A Hand Pose and Position Tracker for the Interactive Table

CS223B Final Project


Brad Johanson, Rachel Kolodny, Daniel Russel

 

Introduction:

We implemented a prototype system for controlling the cursor of the interactive table, one of the many computer controlled displays in the interactive room. The system uses a video camera mounted over the table to track the motion of a hand over the table (other hands or moving objects are ignored). Various techniques are used to establish the position of the tip of the index finger, which is used to set the cursor location. Clicking will be accomplished by sensor fusion with a capacitance-based touch pad, which can record finger contact to the surface, but does not record the location. The current system consists of a number of .mex files which process frames loaded in to Matlab. Currently no attempt is made to recognize gestures, although ultimately that might be used to create left and right mouse button events.

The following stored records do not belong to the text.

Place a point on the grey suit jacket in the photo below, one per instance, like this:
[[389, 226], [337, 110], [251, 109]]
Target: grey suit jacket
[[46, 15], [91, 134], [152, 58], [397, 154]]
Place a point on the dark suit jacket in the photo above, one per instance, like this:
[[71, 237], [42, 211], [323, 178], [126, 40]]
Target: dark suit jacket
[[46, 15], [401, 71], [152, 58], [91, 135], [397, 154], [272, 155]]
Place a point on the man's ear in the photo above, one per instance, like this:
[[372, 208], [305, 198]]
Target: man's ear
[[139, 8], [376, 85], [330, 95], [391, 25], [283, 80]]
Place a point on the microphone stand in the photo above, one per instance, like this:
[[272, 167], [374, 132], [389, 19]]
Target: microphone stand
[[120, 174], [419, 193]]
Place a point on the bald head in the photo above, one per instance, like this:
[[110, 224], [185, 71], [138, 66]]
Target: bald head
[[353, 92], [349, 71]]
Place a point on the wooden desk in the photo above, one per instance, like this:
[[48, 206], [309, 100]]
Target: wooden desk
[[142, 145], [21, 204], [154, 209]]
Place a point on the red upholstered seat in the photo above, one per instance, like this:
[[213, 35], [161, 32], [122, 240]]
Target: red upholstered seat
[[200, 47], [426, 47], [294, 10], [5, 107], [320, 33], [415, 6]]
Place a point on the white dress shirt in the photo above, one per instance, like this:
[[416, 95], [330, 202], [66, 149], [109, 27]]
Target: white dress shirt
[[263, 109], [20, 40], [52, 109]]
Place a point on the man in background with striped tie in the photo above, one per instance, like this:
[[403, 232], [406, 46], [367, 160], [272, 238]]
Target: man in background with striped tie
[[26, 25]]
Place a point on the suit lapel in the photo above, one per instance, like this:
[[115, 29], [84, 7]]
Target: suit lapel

We decided not to try to recognize clicks directly from the video since we could not find any convenient gestures that could be reliably tracked. The natural thing to do is to touch the table, but an overhead camera clearly can't pick that up. Moving fingers sidewise is sufficiently awkward to make any such motions unsatisfactory.

The camera used recorded 720x480 frames at 30 frames a second.

Initial Hand Location:

This phase occurs when the system is not tracking a hand in the video stream, for example before any one has stuck their hand over the screen, or when the video camera is first turned on. We locate areas of high motion by taking the center of mass of the difference between the the current frame and the last frame and then finding the nearest pixel with significant difference. This last step is in order to avoid getting stuck between two areas of high motion. We then take all the moving pixels in a square surrounding the chosen pixel and use that as our initial guess for the hand. This process initially produces quite bad estimates but tends to converge after a few frames.

Tracking:

Now that we have some idea where the hand is, we want to track it from frame to frame. First, we update the position of our guess by xoring the guess from the previous frame with the difference between the two frames. The rational behind this move is that if we consider the hand as a uniformly colored, translating object then the new position will be the old position xored with the difference. In order to cut out extraneous motions, we cut the area of consideration to some neighborhood of the old guess. The resulting image looks like:

This gives us a fairly noisy blob around the hand in which a human can generally figure out what is going on, but which would be very difficult to process on a computer. To clean this up, we first perform 3 center EM on the colors of the region trying to segment it into hand and background. The 3 centers were chosen to capture the hand, a dark background and bright windows and icons and may have to be increased to make the tracking robust over more general computer images. We then take the largest connected component of the resulting pixels, which helps eliminate noise and make the next processing stages simpler. The result of this processing is generally a rather good outline of the hand:


 
 

Finally, we have to determine the location of the tip of the index finger. To do this we first calculate the discrete medial axis using a very simple algorithm: the edge of the hand stencil is repeatedly moved in by one pixel until there is a gap of one or two pixels at a given point, this point is then marked as the medial axis. The resulting axis is very noisy, which tends to be the case with the medial axis, and so a number of cleanup passes must be used. The first is to simplify the medial axis down to one path of pixels (except at branch points). Then, all branches which are closer than a certain amount (about 2 pixels) to the edge of the hand are removed. Finally, gaps are filled in along the medial axis. The medial axis is draw in red with its intensity being the distance to the edge.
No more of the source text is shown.